There has been a shared concern across political parties about how to evaluate the effectiveness of college programs and ensure they are accountable for their outcomes. Still, experts say that the bill does not adequately consider the complexities of different programs, as some aren’t primarily focused on financial success.
“You don’t necessarily pursue social work because your goal is to be rich,” Jon Fansmith, a senior official at the American Council on Education, explained to The Times. “You don’t pursue a master’s in English because your expectation is this is a path to a lucrative career.”
The bill does not specify a date when degree programs will lose federal student aid eligibility based on graduate earnings.
University endowments are subject to higher taxes.

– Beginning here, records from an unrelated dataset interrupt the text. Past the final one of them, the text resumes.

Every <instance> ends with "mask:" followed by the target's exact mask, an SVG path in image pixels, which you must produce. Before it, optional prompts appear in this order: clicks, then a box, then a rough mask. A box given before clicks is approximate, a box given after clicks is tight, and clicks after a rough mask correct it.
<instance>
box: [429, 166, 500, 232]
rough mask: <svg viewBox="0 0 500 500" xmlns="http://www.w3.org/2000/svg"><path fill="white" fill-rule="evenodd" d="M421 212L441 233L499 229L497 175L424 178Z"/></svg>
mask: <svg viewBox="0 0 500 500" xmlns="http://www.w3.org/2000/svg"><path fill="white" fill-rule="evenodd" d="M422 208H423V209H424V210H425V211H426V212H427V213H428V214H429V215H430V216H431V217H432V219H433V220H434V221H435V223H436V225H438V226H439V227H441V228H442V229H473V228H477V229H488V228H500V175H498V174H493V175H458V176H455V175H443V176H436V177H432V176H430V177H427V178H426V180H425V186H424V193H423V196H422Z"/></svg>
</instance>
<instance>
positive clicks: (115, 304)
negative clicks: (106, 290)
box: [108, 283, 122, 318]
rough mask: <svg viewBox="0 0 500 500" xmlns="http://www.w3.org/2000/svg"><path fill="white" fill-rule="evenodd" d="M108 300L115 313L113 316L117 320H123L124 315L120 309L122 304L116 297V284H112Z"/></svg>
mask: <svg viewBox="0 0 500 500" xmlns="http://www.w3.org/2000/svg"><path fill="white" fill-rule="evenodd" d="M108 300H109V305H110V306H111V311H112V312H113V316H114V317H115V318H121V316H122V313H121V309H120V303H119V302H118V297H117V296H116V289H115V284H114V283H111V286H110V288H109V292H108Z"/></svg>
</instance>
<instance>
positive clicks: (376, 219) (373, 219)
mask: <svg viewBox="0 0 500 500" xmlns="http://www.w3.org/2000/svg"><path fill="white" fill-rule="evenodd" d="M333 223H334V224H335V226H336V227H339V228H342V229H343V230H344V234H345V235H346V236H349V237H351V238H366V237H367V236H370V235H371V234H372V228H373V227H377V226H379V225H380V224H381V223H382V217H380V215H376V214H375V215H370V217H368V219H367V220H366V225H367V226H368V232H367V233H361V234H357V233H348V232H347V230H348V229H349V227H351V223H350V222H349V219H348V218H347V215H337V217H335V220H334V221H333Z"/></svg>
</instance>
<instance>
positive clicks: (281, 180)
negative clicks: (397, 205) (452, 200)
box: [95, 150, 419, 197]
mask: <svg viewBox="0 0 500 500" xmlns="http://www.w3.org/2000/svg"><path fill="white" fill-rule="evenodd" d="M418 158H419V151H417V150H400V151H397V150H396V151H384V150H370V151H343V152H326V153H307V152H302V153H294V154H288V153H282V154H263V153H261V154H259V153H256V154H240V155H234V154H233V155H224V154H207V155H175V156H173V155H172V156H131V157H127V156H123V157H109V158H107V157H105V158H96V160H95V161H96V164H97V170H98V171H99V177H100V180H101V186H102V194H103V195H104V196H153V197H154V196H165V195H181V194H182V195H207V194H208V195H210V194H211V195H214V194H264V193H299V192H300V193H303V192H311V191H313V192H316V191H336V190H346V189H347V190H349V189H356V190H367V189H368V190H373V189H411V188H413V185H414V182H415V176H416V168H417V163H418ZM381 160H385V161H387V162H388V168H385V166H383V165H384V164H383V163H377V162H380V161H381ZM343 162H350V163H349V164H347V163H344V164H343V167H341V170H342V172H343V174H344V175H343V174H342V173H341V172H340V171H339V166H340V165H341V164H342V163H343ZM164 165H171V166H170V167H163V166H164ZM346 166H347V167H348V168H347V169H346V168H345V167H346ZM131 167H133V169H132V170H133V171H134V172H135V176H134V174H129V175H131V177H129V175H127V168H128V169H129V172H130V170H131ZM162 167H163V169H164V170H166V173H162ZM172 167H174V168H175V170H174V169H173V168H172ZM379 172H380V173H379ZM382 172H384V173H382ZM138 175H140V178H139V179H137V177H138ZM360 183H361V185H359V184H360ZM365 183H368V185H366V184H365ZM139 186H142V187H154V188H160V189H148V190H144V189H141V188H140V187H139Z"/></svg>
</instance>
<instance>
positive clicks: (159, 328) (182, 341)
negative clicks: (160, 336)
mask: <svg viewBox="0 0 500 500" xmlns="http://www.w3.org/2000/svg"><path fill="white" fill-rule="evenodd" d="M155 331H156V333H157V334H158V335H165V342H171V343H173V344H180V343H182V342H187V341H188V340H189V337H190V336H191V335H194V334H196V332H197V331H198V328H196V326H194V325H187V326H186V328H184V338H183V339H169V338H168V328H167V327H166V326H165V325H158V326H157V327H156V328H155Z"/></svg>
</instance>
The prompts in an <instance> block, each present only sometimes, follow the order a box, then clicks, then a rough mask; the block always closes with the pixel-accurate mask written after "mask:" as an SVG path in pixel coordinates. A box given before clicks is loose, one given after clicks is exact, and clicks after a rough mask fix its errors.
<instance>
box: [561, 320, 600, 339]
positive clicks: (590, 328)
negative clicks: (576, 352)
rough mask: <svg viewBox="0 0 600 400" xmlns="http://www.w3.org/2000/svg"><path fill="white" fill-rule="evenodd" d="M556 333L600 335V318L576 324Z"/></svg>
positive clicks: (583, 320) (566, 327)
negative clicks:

Trump has consistently targeted university endowments, particularly Harvard’s $53 billion fund. In 2017, a 1.4% tax was introduced for colleges with endowments exceeding $500,000 per student, affecting a few wealthy institutions.
Colleges usually take out about 5% from their endowments each year to fund financial aid, faculty positions and everyday expenses, which is essential for helping students, but the new bill raises this tax on certain colleges. Schools like Harvard and Princeton that have endowments of $2 million or more for each student would have to pay an 8% tax on their investment earnings.
Analysts argue that the tax appears more like a personal attack than a fair policy, noting that the revenue it generates would be insignificant compared to the anticipated $3.3 trillion increase in the national debt resulting from the overall bill.
This change, however, spares colleges with fewer than 3,000 students from this tax.
The new endowment tax note is effective immediately. It applies to the current fiscal year that started on July 1, 2025.
Pell Grants can now be applied to non-degree programs.
The bill includes the Workforce Pell legislation, which will allow more learners and workers to use Pell Grants for short-term job training programs.
Previously, Pell Grants, which are federal grants for low-income students, could only be used for programs that lasted at least 600 clock hours and 15 weeks long. This meant that many valuable short-term training programs, which help students quickly get ready for in-demand jobs, were not eligible for funding. As a result, students interested in these programs often didn’t have access to federal financial aid.
The Workforce Pell legislation changes this by making Pell Grants available for shorter, career-focused programs. These programs could be in areas such as healthcare, IT, skilled trades, or other growing fields where employers need trained workers immediately, allowing students to earn credentials in weeks rather than years.
This policy will start on July 1, 2026.
It’s important to note that the Workforce Pell Legislation includes many rules and measures that were part of other bipartisan proposals from recent years. It was not solely crafted by the current administration.